Jim reported to Fort Dix, a low-security but not the camp, prison in New Jersey on August 14. Jim promised his wife Nancy he would take care of himself and not let this ruin his life. They knew the truth—that he had done nothing wrong, and that knowledge, their faith, and their friends would keep them going.

Ms. Powell prepared for her argument to the Fifth Circuit. The four defendants involved were Bayly, Fuhs, Furst, and Brown. She knew the three judges that would sit on the panel, having worked with them before. What she found in the courtroom, however, was abject hostility from the judges who believed the government’s case in spite of the facts being wrong. And there was not enough time to get the facts right. One of the Judges, Judge DeMoss, did get it, however.

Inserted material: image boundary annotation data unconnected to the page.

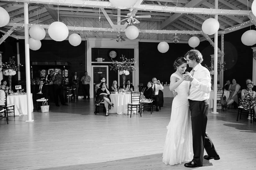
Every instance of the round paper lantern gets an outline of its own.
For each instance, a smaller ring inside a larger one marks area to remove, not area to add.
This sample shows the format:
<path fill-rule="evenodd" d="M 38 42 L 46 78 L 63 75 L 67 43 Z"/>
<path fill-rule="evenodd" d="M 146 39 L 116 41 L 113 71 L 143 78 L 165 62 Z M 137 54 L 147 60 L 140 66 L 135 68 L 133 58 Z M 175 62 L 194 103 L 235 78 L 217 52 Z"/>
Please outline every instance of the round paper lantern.
<path fill-rule="evenodd" d="M 131 7 L 138 0 L 109 0 L 113 6 L 119 9 L 123 9 Z"/>
<path fill-rule="evenodd" d="M 252 4 L 252 12 L 254 16 L 256 16 L 256 1 L 254 0 Z"/>
<path fill-rule="evenodd" d="M 6 25 L 10 20 L 9 14 L 6 10 L 0 7 L 0 27 Z"/>
<path fill-rule="evenodd" d="M 207 35 L 213 35 L 216 33 L 219 30 L 220 24 L 214 18 L 207 19 L 202 25 L 202 30 Z"/>
<path fill-rule="evenodd" d="M 37 50 L 41 48 L 41 41 L 39 40 L 34 40 L 32 38 L 29 39 L 29 48 L 32 50 Z"/>
<path fill-rule="evenodd" d="M 169 50 L 169 45 L 165 41 L 163 41 L 158 44 L 157 49 L 160 53 L 164 53 Z"/>
<path fill-rule="evenodd" d="M 81 37 L 77 34 L 72 34 L 69 37 L 69 42 L 73 46 L 77 46 L 79 45 L 82 41 Z"/>
<path fill-rule="evenodd" d="M 41 40 L 45 37 L 45 30 L 40 25 L 35 24 L 29 29 L 29 35 L 36 40 Z"/>
<path fill-rule="evenodd" d="M 69 29 L 64 23 L 56 21 L 51 24 L 49 26 L 48 33 L 54 40 L 62 41 L 69 36 Z"/>
<path fill-rule="evenodd" d="M 200 43 L 199 39 L 196 37 L 192 37 L 188 40 L 188 45 L 191 47 L 197 47 Z"/>
<path fill-rule="evenodd" d="M 139 29 L 134 25 L 129 26 L 125 30 L 125 35 L 130 40 L 134 40 L 139 36 Z"/>
<path fill-rule="evenodd" d="M 246 46 L 252 46 L 256 44 L 256 31 L 249 30 L 242 35 L 241 41 Z"/>

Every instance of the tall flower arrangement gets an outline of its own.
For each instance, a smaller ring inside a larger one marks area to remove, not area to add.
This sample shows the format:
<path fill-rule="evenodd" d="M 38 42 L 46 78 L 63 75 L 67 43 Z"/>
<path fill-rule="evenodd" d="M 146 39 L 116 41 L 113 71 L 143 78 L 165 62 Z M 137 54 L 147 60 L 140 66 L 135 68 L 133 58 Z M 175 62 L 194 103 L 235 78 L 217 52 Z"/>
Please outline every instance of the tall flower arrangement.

In three days, the panel ordered that Fuhs be released on bail. He had spent over 5 months in a maximum security prison in Oklahoma. It looked like he was going to be acquitted. The 5 months were lost from his and his family’s lives. Nothing could ever make up for that. Had the judges ever even considered or cared about what their wrong decision had done to this young man and his family?

Things had begun to unravel. But at the same time, the task force prosecutors were being promoted, honored, and lauded for their work. Leslie Caldwell was heading the practice at Morgan Lewis. Friedrich was climbing the later of the DOJ. Weissman landed a position at Jenner & Block. Ruemmler was prosecuting Lay and Skilling in Houston.